É isto que encontro neste teus Cadernos da Areia. Não apenas uma viagem que fizeste e fazes nas tuas intermináveis e compartidas viagens, por um país na confluência de dois mundos, como é a Tunísia.
Não apenas o reflexo da serenidade do teu olhar na altiva Le Kef, onde o branco adormece no que resta da tarde sobre as pedras calcárias da qashba. Nem as imagens da velha Tamzeret, onde escreveste deserto, palmeira, império da areia e invocaste a partida antes do último cantar do galo, como se traçasses com as tuas mãos o destino de todos os homens.
Nem os sabores de Gabes, onde comeste romãs no oásis do mar e adormeceste ao som do bater compassado dos remos dos pescadores a entrar no porto tranquilo.
Nem no espanto que nos trazes de Jerba, a ilha africana reinventada de maravilhosas histórias de corsários e cavaleiros loucos, onde o fascínio da neblina nos acorda da sede do mar, mesclado com o silêncio dos homens a fumar nas portas abertas do bazar.
O corpo da tua escrita cresce no respeito pelas raízes de um Sul que desesperadamente procura novos caminhos, novos destinos, que todos os dias reinventa o sonho “no deserto que sempre foi o lugar da tua infância”, como o afirmas no poema Longe.

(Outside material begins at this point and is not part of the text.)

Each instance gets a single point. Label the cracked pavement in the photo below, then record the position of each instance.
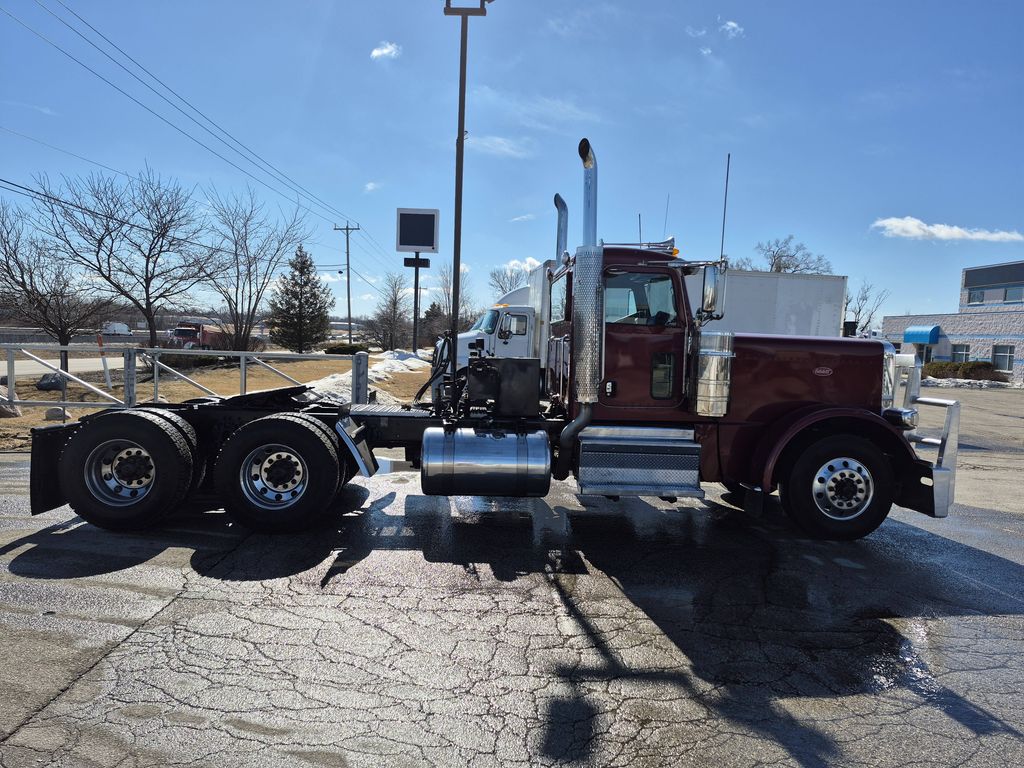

E é essa ternura que encontramos nele e nele procuramos.
Talvez porque a tua escrita, Luís Maçarico,
cinzelada nas tardes adocicadas dos anos,
tem sido para mim o aconchego duma chávena de chá, onde guardamos o breve aroma da efémera flor do destino, como o dizes nesse fim de viagem que é o poema “Um chá de estrelas”,
não consigo ir muito mais além do que reinventar a tua escrita nas ruelas de cal e azul ocre que são as cores do oásis que alimenta cada deserto.
Ofereces-nos essa imagem na Gafsa das 100 000 palmeiras onde as portas abertas e os calcários vermelhos reinventam o espaço da eternidade que também encontramos na Ilha de Kerkennah, onde os homens olham o mar sem canseiras.
És tu nestes Cadernos de Areia e é por isso que, apesar de tudo, não sinto a ingratidão de não saber transpirar a escrita, como dizia o Pedro Ferro, que tu merecias e que a apresentação desta segunda edição bem merecia.
Releio-te e descubro-te todos os dias no teu blogue Águas do Sul. E, asseguro-te: fascina-me olhar a simplicidade da tua força. O suave da tua voz e o teu brinde pelo direito à indignação, como o fizeste na Alameda, no 1º de Maio deste ano. Os teus constantes fotogramas documentando o teu percurso no que resta do dia antes de hibernares para a manhã de amanhã, que tanto pode ser por uma sala de teatro como por uma noite de poesia ou um colóquio sobre aldrabas.
Fascina-me, Luís Maçarico o sereno da tua forma de dizer revolta e a forma como o fazes escrevendo.
E é nessa tua escrita, que não é apenas a tua obra de poesia, ou os teus trabalhos de investigação, ou as tarefas profissionais que te esgotam na incompetência e na incapacidade de compreender a simplicidade do ser humano com que te afogam muitos burocratas e carreiristas, que constantemente me encontro. E é nessa amálgama de sentidos que enquadro estes Cadernos de Areia.
Tão bem vestido no táctil papel de arroz que respira odores de outras viagens e especiarias.
E é nestes Cadernos de Areia que reencontro o “Branco infinito onde o azul dos olhos da manhã nos abre o pátio mais escondido”.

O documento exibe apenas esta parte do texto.